The research also shows that over half of English councils cut their spending on road safety and traffic management by more than ten per cent. Of the 152 councils contacted, 81 replied.
Spending on road safety saw huge variations. For example, London’s Camden Council cut road safety spending by more than 70 per cent (£4million), despite the fact that road casualties have increased by 10.6 per cent there since 2006. More than 100 people were killed or seriously injured on Camden’s roads in 2010. At the same time, neighbouring Islington Council increased funding for road safety and traffic management by £134,000.
Spending on roads also varied. Thirty councils (37 per cent) cut spending on road maintenance by more than ten per cent, but generally, road maintenance fared well with an overall increase of 0.37 per cent. For example, Northumberland Council cut road maintenance by 63 per cent while Blackpool Council increased it by 34 per cent.
IAM chief executive Simon Best said: “In difficult times, councils can be more innovative and flexible in their approach by working with the voluntary and private sectors to provide the services they can no longer afford.

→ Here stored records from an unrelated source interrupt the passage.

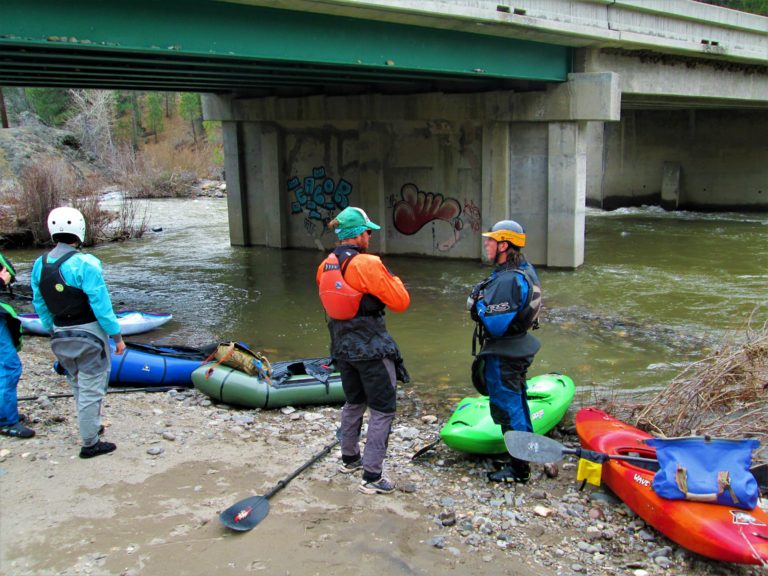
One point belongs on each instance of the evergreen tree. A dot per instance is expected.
(52, 105)
(155, 112)
(191, 109)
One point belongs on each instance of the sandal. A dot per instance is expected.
(17, 430)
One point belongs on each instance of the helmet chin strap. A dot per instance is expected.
(499, 252)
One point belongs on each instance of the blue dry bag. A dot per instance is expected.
(706, 469)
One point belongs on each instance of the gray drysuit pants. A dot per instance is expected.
(367, 384)
(84, 352)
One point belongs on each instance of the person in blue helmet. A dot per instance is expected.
(10, 363)
(505, 306)
(73, 302)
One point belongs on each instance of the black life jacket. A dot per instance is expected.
(69, 305)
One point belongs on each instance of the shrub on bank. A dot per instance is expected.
(52, 183)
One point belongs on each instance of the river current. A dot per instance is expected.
(658, 290)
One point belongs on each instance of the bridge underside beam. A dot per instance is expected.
(203, 45)
(433, 169)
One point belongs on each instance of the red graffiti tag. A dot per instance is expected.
(418, 208)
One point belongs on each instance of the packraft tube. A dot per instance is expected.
(471, 428)
(150, 365)
(293, 383)
(712, 530)
(131, 322)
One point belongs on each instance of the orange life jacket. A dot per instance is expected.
(340, 300)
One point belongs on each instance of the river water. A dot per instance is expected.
(658, 291)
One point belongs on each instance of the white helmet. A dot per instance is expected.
(66, 220)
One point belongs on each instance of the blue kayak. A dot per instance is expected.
(131, 322)
(149, 366)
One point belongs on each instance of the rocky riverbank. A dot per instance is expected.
(151, 507)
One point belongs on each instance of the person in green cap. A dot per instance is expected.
(10, 363)
(355, 289)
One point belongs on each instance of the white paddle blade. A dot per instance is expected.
(533, 447)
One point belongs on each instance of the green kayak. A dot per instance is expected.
(293, 383)
(471, 429)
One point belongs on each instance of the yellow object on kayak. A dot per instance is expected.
(590, 471)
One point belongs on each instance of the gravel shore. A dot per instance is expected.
(151, 507)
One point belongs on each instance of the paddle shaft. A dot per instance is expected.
(284, 482)
(591, 455)
(111, 391)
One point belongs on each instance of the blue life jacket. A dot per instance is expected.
(509, 301)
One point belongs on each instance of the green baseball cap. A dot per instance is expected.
(353, 222)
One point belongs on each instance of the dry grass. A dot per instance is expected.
(51, 183)
(722, 395)
(168, 168)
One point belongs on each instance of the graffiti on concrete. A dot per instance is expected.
(472, 213)
(416, 209)
(318, 196)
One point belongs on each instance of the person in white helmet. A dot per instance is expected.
(73, 302)
(505, 306)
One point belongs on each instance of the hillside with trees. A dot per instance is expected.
(69, 146)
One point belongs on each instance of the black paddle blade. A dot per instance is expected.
(425, 449)
(533, 447)
(246, 514)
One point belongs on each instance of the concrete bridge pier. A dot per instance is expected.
(435, 170)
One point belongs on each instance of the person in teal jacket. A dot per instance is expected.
(73, 302)
(10, 363)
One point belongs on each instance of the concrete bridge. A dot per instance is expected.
(437, 117)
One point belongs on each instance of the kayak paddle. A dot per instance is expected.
(542, 449)
(246, 514)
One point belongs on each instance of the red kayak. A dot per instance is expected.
(712, 530)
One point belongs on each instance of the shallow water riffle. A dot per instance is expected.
(658, 290)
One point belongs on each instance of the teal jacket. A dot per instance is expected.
(81, 271)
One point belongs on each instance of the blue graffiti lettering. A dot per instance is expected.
(319, 197)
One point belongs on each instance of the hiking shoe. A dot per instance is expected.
(97, 449)
(17, 430)
(518, 475)
(350, 467)
(380, 486)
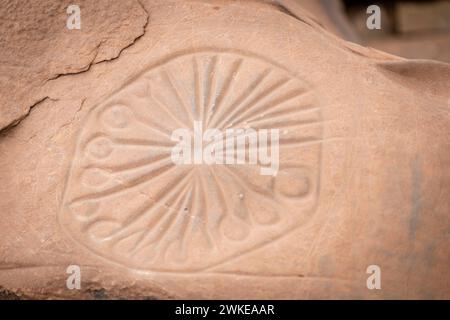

“Austerity is forcing councils to make difficult choices, but the fact that these cuts only represent the first year of savings under the coalition’s spending review is deeply worrying. Cutting road safety so hard makes no sense. The average wage of a lollipop lady is £3,000 a year while the cost of each road fatality is £1.6 million. So the returns on investment are huge.
“Cuts of this scale risk lives as well as the UK’s table-topping status as the best in the world for road safety. The government needs to bring back casualty reduction targets so that councils make road safety a priority.
“I’m also concerned that patchy spending on maintenance will not keep pace with our crumbling roads.
The full report - The end of the road: Local investment in road safety in England - was published today by the IAM.